Peppers and Penzeys’ Paprika Produce Piquant Paprikash


Now that I felt comfortable with the origins and production of piquant food, I realized I another problem.

How would I get a math theme out of this?

Let's go back to the piquancy. How do you specify spiciness in your supper?
  • Do you go to the same restaurant and learn by trial and ouch error? 
  • Do you avoid all spicy foods? 
  • Do you only eat your own cooking?
There has to be another way.

One approach is the Scoville Scale of Spiciness, which we discuss in 6th grade Excel Math.

About 100 years ago, scientist Wilbur Scoville developed a temperature scale to measure the heat of chili peppers. He knew spiciness is created by a chemical called Capsaicin, found in plants of the Capsicum family. He knew a tongue was more sensitive than any available machine.

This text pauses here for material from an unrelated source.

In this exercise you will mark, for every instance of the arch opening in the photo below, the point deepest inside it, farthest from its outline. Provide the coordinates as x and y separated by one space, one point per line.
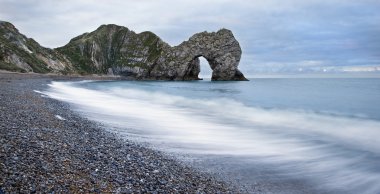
198 68
205 68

Scoville soaked his peppers in alcohol, which extracted the "heat" components. This liquid pepper extract was diluted in sugar water until the sting could just be detected by a panel of tasters. This is similar to how we measure the concentration of odors.  


The dilution factor becomes the basis of a Scoville rating. Sweet peppers are 0 units. Mild poblano and Anaheim chilis are around 1,000 Scoville units. The hottest habanero chilis are rated 200,000 - 500,000!

Granted, this isn't the easiest way to measure seasonings, since we shouldn't subject our sweethearts to sipping spicy sugar syrup.

An alternative method is to use liquid chromatology to measure the heat-producing chemicals in your pepper, and rate them in American Spice Trade Association (ASTA) pungency units.

More realistically, we just season by a pinch or a pour 'til it's piquant!